Our statistics contained 4,814 records, over a duration of one and a half years, obtained from the Pudong Mental Health Center, which is a mental health specialist hospital located in Shanghai and has professional medical teams. Thus, our data is reliable and represents the practical use of these questionnaires in a real Chinese psychiatrist outpatient clinic environment.

Self-reported SCL-90, clinician-related HAM-A, and HAM-D are all widely used mental questionnaires in China, which are reported to have great potency in screening mental health, diagnosing, and estimating mental illness (22–24). In China, previous studies on SCL-90 focused primarily on students, doctors, nurses, police, and migrant workers, among others (24–27). All three scales were mostly used as tools to evaluate the severity of certain symptoms in a specific patient or in the normal adult group. Although they cannot directly diagnose mental disorders (28), as widely used testing tools in clinics, its value in enabling doctors make better and quicker diagnoses needs to be further explored.

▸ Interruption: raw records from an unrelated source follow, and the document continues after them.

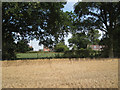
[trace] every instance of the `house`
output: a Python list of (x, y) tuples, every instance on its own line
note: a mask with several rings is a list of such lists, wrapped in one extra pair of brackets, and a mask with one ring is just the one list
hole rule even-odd
[(50, 51), (51, 51), (51, 49), (49, 49), (48, 47), (45, 47), (45, 46), (44, 46), (43, 51), (50, 52)]
[(102, 45), (87, 45), (87, 48), (89, 48), (89, 47), (92, 48), (92, 50), (101, 51), (104, 46), (102, 46)]

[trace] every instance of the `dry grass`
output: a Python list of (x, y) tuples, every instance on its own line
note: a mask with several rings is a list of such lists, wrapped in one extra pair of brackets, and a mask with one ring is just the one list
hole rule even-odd
[(3, 88), (118, 88), (118, 60), (2, 62)]

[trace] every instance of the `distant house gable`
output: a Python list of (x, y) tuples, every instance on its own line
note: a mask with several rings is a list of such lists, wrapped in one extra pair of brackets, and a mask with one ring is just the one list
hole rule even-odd
[(44, 46), (43, 51), (48, 51), (49, 52), (49, 51), (51, 51), (51, 49), (49, 49), (48, 47)]

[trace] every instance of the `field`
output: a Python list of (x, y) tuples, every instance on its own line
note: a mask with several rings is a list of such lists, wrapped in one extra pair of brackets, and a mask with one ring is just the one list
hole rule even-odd
[(2, 61), (2, 87), (118, 88), (118, 60)]
[(55, 52), (34, 52), (34, 53), (17, 53), (17, 58), (49, 58), (49, 57), (57, 57), (58, 55), (62, 55), (63, 53), (55, 53)]

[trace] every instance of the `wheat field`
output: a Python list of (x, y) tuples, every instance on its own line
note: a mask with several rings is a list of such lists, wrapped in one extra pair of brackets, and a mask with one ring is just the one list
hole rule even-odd
[(118, 59), (2, 61), (2, 88), (118, 88)]

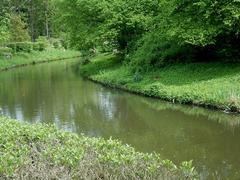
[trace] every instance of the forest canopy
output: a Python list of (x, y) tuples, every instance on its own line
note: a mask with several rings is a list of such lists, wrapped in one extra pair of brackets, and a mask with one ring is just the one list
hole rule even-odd
[(0, 14), (0, 43), (60, 37), (137, 69), (240, 56), (240, 0), (3, 0)]

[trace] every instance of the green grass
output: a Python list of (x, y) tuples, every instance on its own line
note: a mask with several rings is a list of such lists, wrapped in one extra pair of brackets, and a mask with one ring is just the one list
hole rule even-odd
[(94, 81), (135, 93), (240, 112), (239, 63), (176, 64), (134, 74), (115, 59), (114, 64), (113, 56), (100, 56), (82, 66), (80, 72)]
[(194, 179), (197, 174), (191, 162), (177, 167), (116, 140), (0, 117), (0, 179), (39, 178)]
[(45, 51), (33, 51), (31, 53), (20, 53), (7, 59), (0, 57), (0, 71), (16, 66), (27, 65), (32, 63), (47, 62), (51, 60), (65, 59), (80, 56), (78, 51), (48, 49)]

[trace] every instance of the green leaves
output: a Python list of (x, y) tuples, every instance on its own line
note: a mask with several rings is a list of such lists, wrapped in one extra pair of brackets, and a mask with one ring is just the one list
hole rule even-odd
[(21, 124), (0, 117), (0, 177), (16, 179), (25, 174), (31, 179), (40, 173), (53, 179), (56, 171), (57, 174), (64, 171), (68, 179), (100, 176), (105, 179), (191, 179), (195, 176), (191, 164), (185, 163), (180, 170), (158, 154), (136, 152), (117, 140), (77, 136), (51, 125)]

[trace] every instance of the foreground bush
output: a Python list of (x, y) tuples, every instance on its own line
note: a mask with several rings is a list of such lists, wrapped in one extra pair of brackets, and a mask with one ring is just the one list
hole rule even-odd
[(136, 152), (115, 140), (88, 138), (49, 125), (0, 117), (0, 179), (193, 179), (156, 154)]

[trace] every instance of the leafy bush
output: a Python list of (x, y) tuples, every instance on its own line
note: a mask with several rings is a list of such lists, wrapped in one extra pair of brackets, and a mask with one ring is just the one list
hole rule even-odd
[(12, 56), (12, 49), (8, 47), (0, 47), (0, 56)]
[(51, 39), (49, 40), (49, 42), (50, 42), (50, 44), (51, 44), (54, 48), (56, 48), (56, 49), (62, 47), (62, 42), (61, 42), (60, 39), (51, 38)]
[(16, 52), (30, 53), (33, 50), (33, 44), (31, 42), (17, 42)]
[(17, 52), (17, 45), (16, 45), (16, 43), (8, 43), (7, 47), (11, 48), (13, 53)]
[(191, 162), (178, 168), (157, 154), (136, 152), (116, 140), (88, 138), (49, 125), (0, 117), (3, 179), (194, 179)]
[(36, 42), (40, 43), (40, 51), (43, 51), (45, 50), (46, 48), (49, 47), (49, 41), (47, 39), (47, 37), (45, 36), (39, 36), (37, 39), (36, 39)]

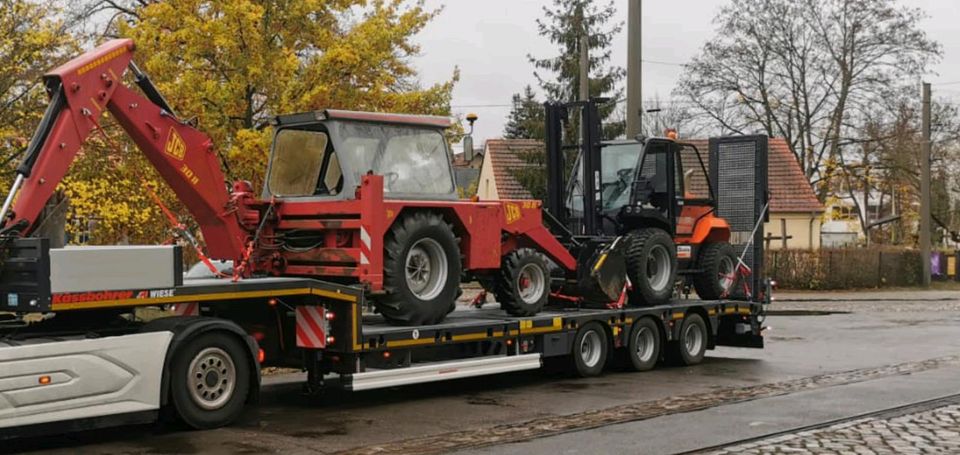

Unlike previous studies, we conducted wide and comprehensive analyses on the use of these three scales in outpatient clinics, mainly focusing on whether there were significant differences in the item scores between different mental illnesses. Our aim was to evaluate whether these questionnaires could provide valuable score differences to help doctors discriminate between different mental illnesses.

As mentioned in our results, females generally had higher subscale scores than males. Compared to males, females tended to have higher levels of anxiety, sleep disorders, and somatization symptoms. In addition, people in early adulthood showed more severe symptoms than those in other age groups. These results are consistent with those of the report from the World Health Organization (WHO), which indicates that globally, young people and women are more easily affected by economic and social events, especially considering the recent COVID-19 pandemic. The results of a previous study on psychological symptoms in Chinese citizens (29) support this view. These findings revealed that when doctors use the scales as auxiliary diagnostic tools, they should consider the differences between different age and gender groups.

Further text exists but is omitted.